By Adrian Baugh at Thu, 2008/10/23 - 5:00am

Even if both would implement the spec 100%, documents would not look the same because some parts can be interpreted differently by different implementations.


By ac at Thu, 2008/10/23 - 5:00am

As of beta1, I was unable to save flake objects within a document. The text was retained, but not the graphics. One of the developers mentioned that the code for saving was already in place and that it would be implemented in beta2. Can anyone confirm if that is the case? My distro hasn't released packages for beta2 yet.


By cirehawk at Thu, 2008/10/23 - 5:00am

Ok, OpenSUSE made beta2 available today and I was able to try it out. Sadly, it still does not save flake shapes in the document. It's a little disheartening to see that something so critical is still not working at this point in the beta release cycle. Without it, it's really not possible for me to give it a thorough testing. I continue to have high hopes for KOffice, and I hope this feature makes it into the next beta release.


By cirehawk at Fri, 2008/10/24 - 5:00am

As of beta1, I was unable to save flake objects within a document. The text was retained, but not the graphics. One of the developers mentioned that the code for saving was already in place and that it would be implemented in beta2. Can anyone confirm if that is the case? My distro hasn't released packages for beta2 yet.

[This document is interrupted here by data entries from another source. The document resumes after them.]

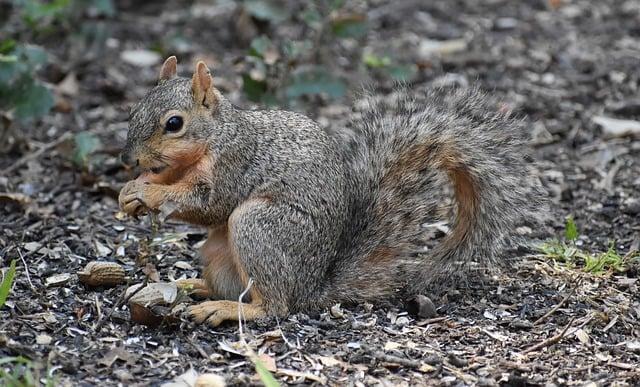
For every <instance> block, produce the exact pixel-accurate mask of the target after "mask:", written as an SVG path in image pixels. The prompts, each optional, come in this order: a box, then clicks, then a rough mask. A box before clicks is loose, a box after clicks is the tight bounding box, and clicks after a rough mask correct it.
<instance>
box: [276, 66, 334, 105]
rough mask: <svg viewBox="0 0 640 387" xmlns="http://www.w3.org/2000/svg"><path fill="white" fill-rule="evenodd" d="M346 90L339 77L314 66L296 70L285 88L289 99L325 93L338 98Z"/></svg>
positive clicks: (324, 69)
mask: <svg viewBox="0 0 640 387" xmlns="http://www.w3.org/2000/svg"><path fill="white" fill-rule="evenodd" d="M346 91H347V86H346V85H345V83H344V82H343V81H342V80H341V79H340V78H338V77H335V76H333V75H332V74H330V73H329V72H328V71H327V70H325V69H323V68H320V67H314V68H309V69H303V70H300V71H298V72H296V73H295V74H294V75H293V77H292V81H291V83H290V85H289V86H288V87H287V89H286V95H287V98H290V99H294V98H298V97H301V96H303V95H313V94H326V95H328V96H329V97H331V98H340V97H342V96H343V95H344V94H345V93H346Z"/></svg>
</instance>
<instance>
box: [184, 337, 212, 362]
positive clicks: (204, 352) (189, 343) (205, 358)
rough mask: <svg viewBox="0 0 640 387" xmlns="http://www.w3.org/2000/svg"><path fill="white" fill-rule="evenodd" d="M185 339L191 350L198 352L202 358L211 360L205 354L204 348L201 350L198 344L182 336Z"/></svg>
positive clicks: (208, 355)
mask: <svg viewBox="0 0 640 387" xmlns="http://www.w3.org/2000/svg"><path fill="white" fill-rule="evenodd" d="M184 338H185V339H187V342H188V343H189V344H191V346H192V347H193V348H195V350H196V351H198V353H199V354H200V356H202V357H203V358H205V359H207V360H211V358H210V357H209V355H208V354H207V352H206V351H205V350H204V348H202V347H201V346H200V345H199V344H198V343H196V342H195V341H193V339H191V337H189V336H187V335H185V336H184Z"/></svg>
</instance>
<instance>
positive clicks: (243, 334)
mask: <svg viewBox="0 0 640 387" xmlns="http://www.w3.org/2000/svg"><path fill="white" fill-rule="evenodd" d="M252 285H253V278H249V283H247V287H246V289H244V291H243V292H242V293H240V296H239V297H238V331H239V333H240V339H242V342H243V344H244V345H246V346H247V347H248V345H247V342H246V341H245V339H244V331H243V329H242V321H243V320H244V307H243V306H242V299H243V298H244V296H246V295H247V293H249V290H250V289H251V286H252Z"/></svg>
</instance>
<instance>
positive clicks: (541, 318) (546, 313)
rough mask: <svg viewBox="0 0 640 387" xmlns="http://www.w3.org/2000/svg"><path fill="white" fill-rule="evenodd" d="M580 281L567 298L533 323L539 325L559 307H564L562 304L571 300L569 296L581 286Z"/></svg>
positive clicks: (576, 285) (569, 294)
mask: <svg viewBox="0 0 640 387" xmlns="http://www.w3.org/2000/svg"><path fill="white" fill-rule="evenodd" d="M580 282H581V281H578V282H577V283H576V284H575V285H574V287H573V289H572V290H571V292H570V293H569V294H567V296H566V297H565V298H563V299H562V301H560V302H559V303H558V304H557V305H556V306H554V307H553V308H552V309H551V310H550V311H548V312H547V313H545V314H544V316H542V317H540V318H539V319H537V320H536V321H535V322H534V323H533V325H538V324H540V323H541V322H543V321H544V320H546V319H547V318H548V317H549V316H551V315H552V314H554V313H555V312H556V311H557V310H558V309H560V308H562V305H564V304H566V303H567V301H568V300H569V298H571V297H573V295H574V294H575V293H576V289H577V288H578V286H580Z"/></svg>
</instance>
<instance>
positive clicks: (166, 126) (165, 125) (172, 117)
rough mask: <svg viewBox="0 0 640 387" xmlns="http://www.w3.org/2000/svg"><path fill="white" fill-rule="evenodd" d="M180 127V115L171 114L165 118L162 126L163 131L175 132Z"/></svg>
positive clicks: (171, 132) (165, 131)
mask: <svg viewBox="0 0 640 387" xmlns="http://www.w3.org/2000/svg"><path fill="white" fill-rule="evenodd" d="M180 129H182V117H180V116H173V117H171V118H169V119H168V120H167V123H166V124H165V126H164V131H165V132H167V133H175V132H177V131H179V130H180Z"/></svg>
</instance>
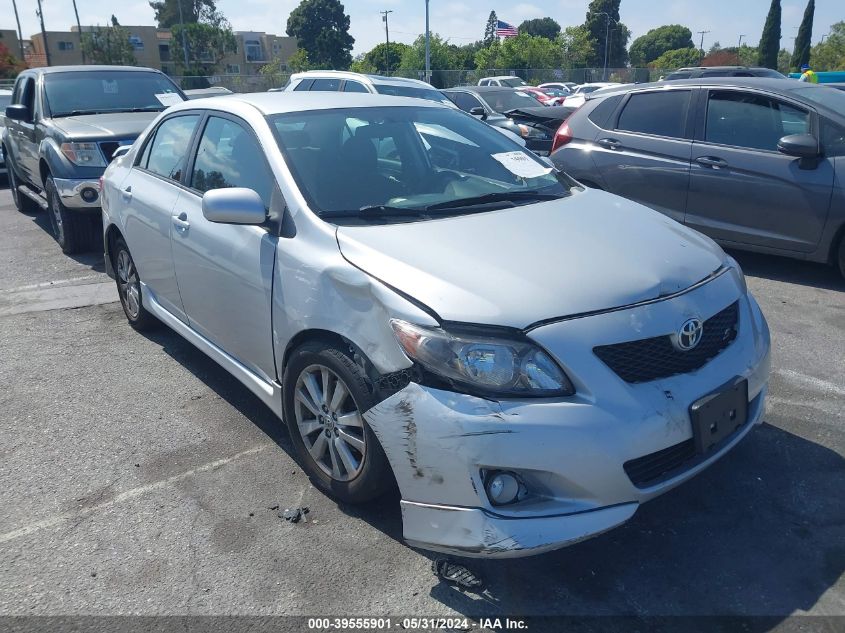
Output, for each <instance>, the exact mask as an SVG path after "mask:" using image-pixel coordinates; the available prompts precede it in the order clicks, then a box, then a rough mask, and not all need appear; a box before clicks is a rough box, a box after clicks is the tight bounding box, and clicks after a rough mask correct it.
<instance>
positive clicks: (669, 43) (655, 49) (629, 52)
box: [628, 24, 695, 67]
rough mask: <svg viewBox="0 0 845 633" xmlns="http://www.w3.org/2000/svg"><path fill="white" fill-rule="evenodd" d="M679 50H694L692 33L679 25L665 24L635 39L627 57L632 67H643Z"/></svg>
mask: <svg viewBox="0 0 845 633" xmlns="http://www.w3.org/2000/svg"><path fill="white" fill-rule="evenodd" d="M679 48H695V44H693V43H692V31H690V30H689V29H688V28H687V27H685V26H681V25H680V24H667V25H666V26H659V27H657V28H656V29H651V30H650V31H649V32H648V33H646V34H645V35H642V36H640V37H638V38H637V39H635V40H634V42H633V43H632V44H631V48H630V49H629V50H628V56H629V57H630V58H631V65H632V66H637V67H645V66H647V65H648V64H650V63H651V62H653V61H654V60H655V59H657V58H658V57H660V56H661V55H662V54H663V53H665V52H667V51H674V50H677V49H679Z"/></svg>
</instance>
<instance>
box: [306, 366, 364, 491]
mask: <svg viewBox="0 0 845 633" xmlns="http://www.w3.org/2000/svg"><path fill="white" fill-rule="evenodd" d="M293 398H294V411H295V413H296V425H297V428H298V429H299V434H300V435H301V436H302V441H303V442H304V444H305V448H306V449H307V451H308V453H309V454H310V456H311V459H313V460H314V463H316V464H317V466H319V467H320V469H321V470H322V471H323V472H324V473H326V474H327V475H328V476H329V477H331V478H332V479H334V480H336V481H350V480H352V479H354V478H355V477H357V476H358V474H360V472H361V469H362V468H363V465H364V456H365V455H366V451H367V447H366V440H365V434H364V420H363V418H362V416H361V412H360V411H359V410H358V406H357V405H356V404H355V401H354V400H353V398H352V396H351V394H350V393H349V388H348V387H347V385H346V383H345V382H343V379H342V378H341V377H340V376H338V375H337V374H336V373H335V372H334V371H332V370H331V369H329V368H328V367H326V366H324V365H310V366H308V367H306V368H305V369H304V370H302V373H300V374H299V378H298V379H297V381H296V388H295V390H294V396H293Z"/></svg>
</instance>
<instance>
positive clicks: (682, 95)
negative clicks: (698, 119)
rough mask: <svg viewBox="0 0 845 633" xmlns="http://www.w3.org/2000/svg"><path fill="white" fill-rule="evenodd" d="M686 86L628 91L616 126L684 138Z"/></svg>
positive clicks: (622, 128)
mask: <svg viewBox="0 0 845 633" xmlns="http://www.w3.org/2000/svg"><path fill="white" fill-rule="evenodd" d="M689 101H690V91H689V90H669V91H662V92H643V93H638V94H633V95H631V98H630V99H628V103H626V104H625V107H624V109H623V110H622V114H620V115H619V123H618V124H617V126H616V129H618V130H624V131H626V132H636V133H637V134H654V135H655V136H668V137H670V138H684V136H685V130H686V125H687V108H688V107H689Z"/></svg>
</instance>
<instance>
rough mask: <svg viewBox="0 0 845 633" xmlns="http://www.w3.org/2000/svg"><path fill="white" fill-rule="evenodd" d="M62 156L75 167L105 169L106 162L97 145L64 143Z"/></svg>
mask: <svg viewBox="0 0 845 633" xmlns="http://www.w3.org/2000/svg"><path fill="white" fill-rule="evenodd" d="M62 154H64V155H65V156H66V157H67V159H68V160H69V161H70V162H72V163H73V164H74V165H83V166H85V167H105V166H106V161H105V160H104V159H103V155H102V154H101V153H100V148H99V147H97V144H96V143H62Z"/></svg>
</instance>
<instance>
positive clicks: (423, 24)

By cirehawk at Thu, 2008/10/23 - 5:00am

When compared with other word processors, the startup dialog of KWord sucks.

I don't find that the demo templates help at all -- I find them confusing.

IMHO, what is needed is to make it easy for the user to create a default template to be named "Default" so that the user can click through the start up with one click if "Default" is what is wanted.

Perhaps it would be better if using the "Default" template were the default. One issue with this is that the first time KWord was run that the "Default" template would need to be chosen (A4 or US letter) based on the locale.


By JRT at Fri, 2008/10/24 - 5:00am

That's true. I installed OpenOffice3 today. I was impressed about the nice startup dialog.


By Sebastian at Fri, 2008/10/24 - 5:00am

Can you explain why the startup dialog is so impressive? Does it allow something like what was mentioned above?


By ac at Fri, 2008/10/24 - 5:00am

Experiment for yourself.

Open KWord and create a new template named Default to be used as your default at start up.

This is simply not possible with KWord 2.0 Beta using only the GUI.